It seems to me that cricket is a sport which is very adaptable to new ideas. We have seen many changes in cricket over the years, the main being the rise of the two other formats of the game. It is a sport which embraces technology, and seems way advanced of sports such as football which allow controversy to take place despite calls for help.
The ICC added rules such as power play, free hit for no balls and even toyed with the super sub rule over the last ten years. This all shows that they embrace change. This is one area where the ICC should be credited for keeping the sport fresh. The sport in general seems to promote innovation, and the players have also shown this ability. Over the last few years we have seen changes to batting play (switch hit, dil scoop) and new innovative ways of fielding and bowling have also been implemented.
Despite all these changes the ICC have never really changed much about test cricket. They have in a way provided the purists to keep their form of the game whilst changing the other formats keeping people who embrace change rather happy also. It is unknown if many of these purists will dislike the idea of day/night test cricket, only time will tell on this. This could be as simple as people not liking change. Things such as lunch probably would be scrapped in this new type of test cricket, this is something that not everyone will like.
I for one agree with the new idea in principle for day/night test cricket, but believe it has to be done rightly. Is the pink ball the right ball to play with? According to Samit Patel who has played in the trial of day/night test cricket it isn't the right ball. He states that the pink ball does nothing in the day, but as soon as the lights came on the ball did too much. If this is true this could give a team an unfair advantage.
Another disadvantage of this is the due factor, especially in Asia. The team bowling under lights may struggle to field properly and the ball could slip from their hands. In particular if you watch Dhoni, when playing a day/night ODI in Asia he will always bowl first if he wins the toss. This could mean that a team bats terribly in the evening and improve because of due in the night, only because of the due factor.
The advantage of having day/night tests could mean more great test cricket. Can you imagine the first test at Sofia Gardens where Monty Panesar and James Anderson blocked out the match versus Australia under lights? The atmosphere was already very good, it would have been even better.
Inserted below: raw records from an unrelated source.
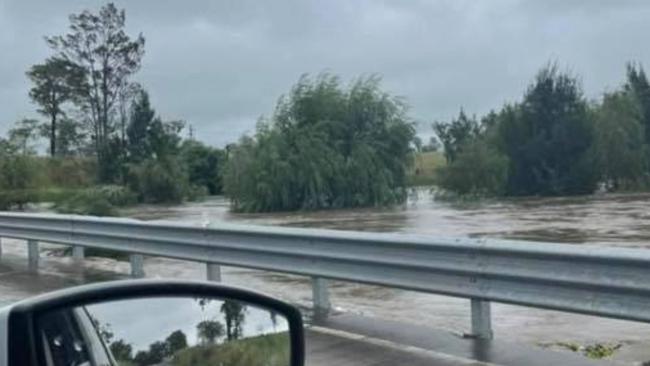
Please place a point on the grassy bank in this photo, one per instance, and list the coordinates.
(425, 166)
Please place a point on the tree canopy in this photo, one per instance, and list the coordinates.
(325, 146)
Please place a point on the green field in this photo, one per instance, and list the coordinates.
(424, 168)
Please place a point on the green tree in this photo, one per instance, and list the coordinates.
(548, 137)
(176, 341)
(138, 130)
(234, 313)
(204, 165)
(456, 134)
(121, 350)
(70, 137)
(208, 331)
(55, 83)
(23, 136)
(619, 149)
(325, 146)
(638, 85)
(478, 170)
(98, 44)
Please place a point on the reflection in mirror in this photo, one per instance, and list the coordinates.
(177, 331)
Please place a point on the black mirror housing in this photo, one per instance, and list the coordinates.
(21, 338)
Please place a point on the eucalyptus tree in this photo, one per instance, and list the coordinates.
(56, 82)
(99, 44)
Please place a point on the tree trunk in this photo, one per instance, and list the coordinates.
(53, 136)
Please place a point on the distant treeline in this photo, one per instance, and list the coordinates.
(107, 146)
(552, 142)
(326, 145)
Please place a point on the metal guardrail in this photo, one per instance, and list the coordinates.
(602, 281)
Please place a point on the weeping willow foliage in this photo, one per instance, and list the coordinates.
(326, 146)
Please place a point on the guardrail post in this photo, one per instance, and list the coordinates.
(213, 272)
(32, 255)
(77, 253)
(137, 265)
(321, 297)
(481, 319)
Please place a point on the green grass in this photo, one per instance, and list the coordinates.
(268, 350)
(425, 165)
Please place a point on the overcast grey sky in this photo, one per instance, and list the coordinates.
(219, 65)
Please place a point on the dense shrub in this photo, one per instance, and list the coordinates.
(478, 170)
(97, 201)
(158, 181)
(326, 146)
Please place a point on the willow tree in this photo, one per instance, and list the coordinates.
(325, 146)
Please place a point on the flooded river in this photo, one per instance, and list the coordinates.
(614, 220)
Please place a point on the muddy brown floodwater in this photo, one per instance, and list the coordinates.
(608, 220)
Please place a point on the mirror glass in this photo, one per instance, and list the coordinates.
(175, 331)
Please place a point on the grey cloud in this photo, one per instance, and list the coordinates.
(221, 64)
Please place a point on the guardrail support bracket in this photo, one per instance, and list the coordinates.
(32, 255)
(213, 272)
(481, 319)
(321, 297)
(137, 265)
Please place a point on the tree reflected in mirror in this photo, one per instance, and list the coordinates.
(177, 331)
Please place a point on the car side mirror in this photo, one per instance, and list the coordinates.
(145, 322)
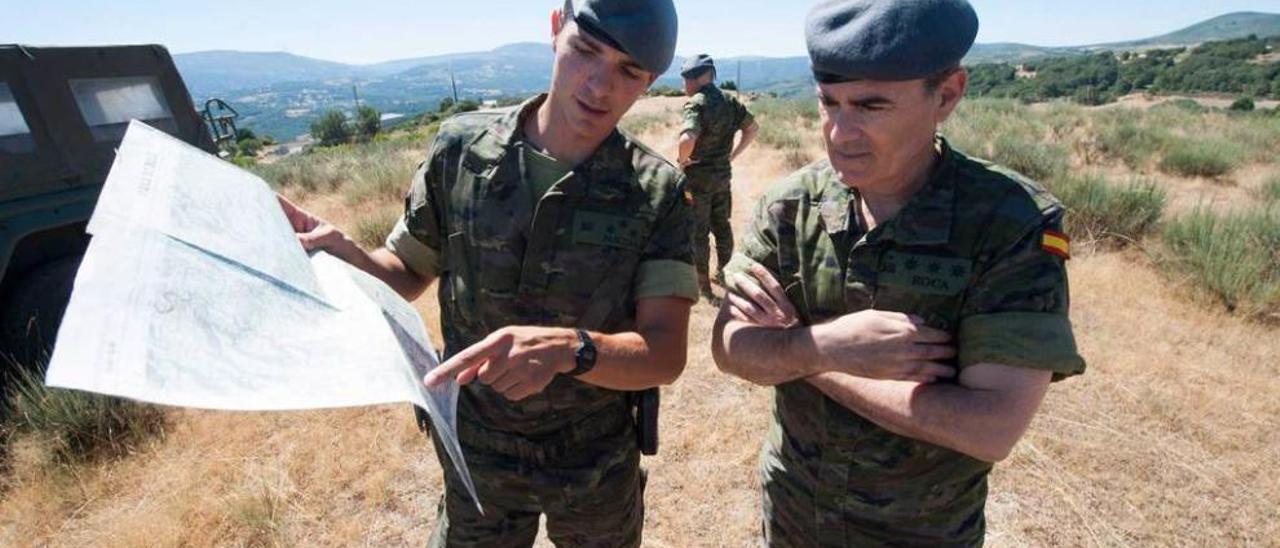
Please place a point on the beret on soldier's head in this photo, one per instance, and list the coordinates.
(887, 40)
(645, 30)
(696, 65)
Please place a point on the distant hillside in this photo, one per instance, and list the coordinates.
(1223, 27)
(279, 94)
(218, 72)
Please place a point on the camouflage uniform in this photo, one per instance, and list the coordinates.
(965, 254)
(579, 256)
(714, 119)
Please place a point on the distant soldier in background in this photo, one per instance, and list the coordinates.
(565, 265)
(908, 302)
(712, 122)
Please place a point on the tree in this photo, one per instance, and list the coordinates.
(369, 122)
(330, 128)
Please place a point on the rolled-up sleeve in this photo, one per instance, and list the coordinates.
(691, 120)
(416, 238)
(1015, 314)
(667, 264)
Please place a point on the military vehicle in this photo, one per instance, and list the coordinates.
(63, 113)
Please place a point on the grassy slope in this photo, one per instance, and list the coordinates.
(1169, 439)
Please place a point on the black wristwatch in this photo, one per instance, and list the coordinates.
(585, 354)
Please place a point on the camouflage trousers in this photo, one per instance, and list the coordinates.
(801, 507)
(713, 205)
(590, 488)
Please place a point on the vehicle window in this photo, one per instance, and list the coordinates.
(14, 132)
(109, 104)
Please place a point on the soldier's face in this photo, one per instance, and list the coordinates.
(593, 85)
(877, 133)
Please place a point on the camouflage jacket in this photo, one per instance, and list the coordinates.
(714, 118)
(965, 254)
(567, 259)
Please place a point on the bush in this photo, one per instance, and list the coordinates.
(640, 123)
(371, 229)
(380, 174)
(248, 147)
(78, 425)
(1201, 158)
(330, 128)
(369, 122)
(785, 137)
(666, 91)
(1106, 213)
(1235, 257)
(1271, 190)
(1036, 160)
(1125, 138)
(786, 110)
(1243, 105)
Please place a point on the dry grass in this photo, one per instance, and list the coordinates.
(1169, 439)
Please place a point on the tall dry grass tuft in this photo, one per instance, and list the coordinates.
(1106, 213)
(1201, 158)
(76, 427)
(1234, 256)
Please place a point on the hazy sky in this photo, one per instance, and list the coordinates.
(384, 30)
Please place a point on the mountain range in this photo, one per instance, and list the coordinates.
(279, 94)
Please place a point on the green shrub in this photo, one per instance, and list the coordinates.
(1201, 158)
(1243, 105)
(785, 110)
(784, 137)
(380, 176)
(369, 122)
(666, 91)
(371, 229)
(330, 128)
(640, 123)
(1271, 190)
(1235, 257)
(1130, 142)
(1107, 213)
(374, 170)
(78, 425)
(1187, 105)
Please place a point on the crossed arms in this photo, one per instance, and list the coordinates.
(880, 365)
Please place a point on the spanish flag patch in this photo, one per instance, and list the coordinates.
(1057, 243)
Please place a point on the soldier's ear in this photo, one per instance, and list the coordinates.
(950, 92)
(557, 23)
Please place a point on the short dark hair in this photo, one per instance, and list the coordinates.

Another advantage of having this is that a whole new audience will watch test cricket. The kids who may not be into test cricket may actually sit and watch because their dad is home from work and watching.
I am pretty sure that advertisers and players would prefer the new timings as well, giving them more tv time. In my opinion it could work, and the benefits definitely out way the negatives of this, but they ICC should work on finding the right ball and a proper solution to the due factor. Why not try having the red ball during the day part of the game and use the white ball in the night? This probably would mess up a teams bowling plan as many teams believe that certain players bowl better with the white ball and not the red.
I wonder if anyone is really in favour of day/night tests or really against, I would love to know in the comments section.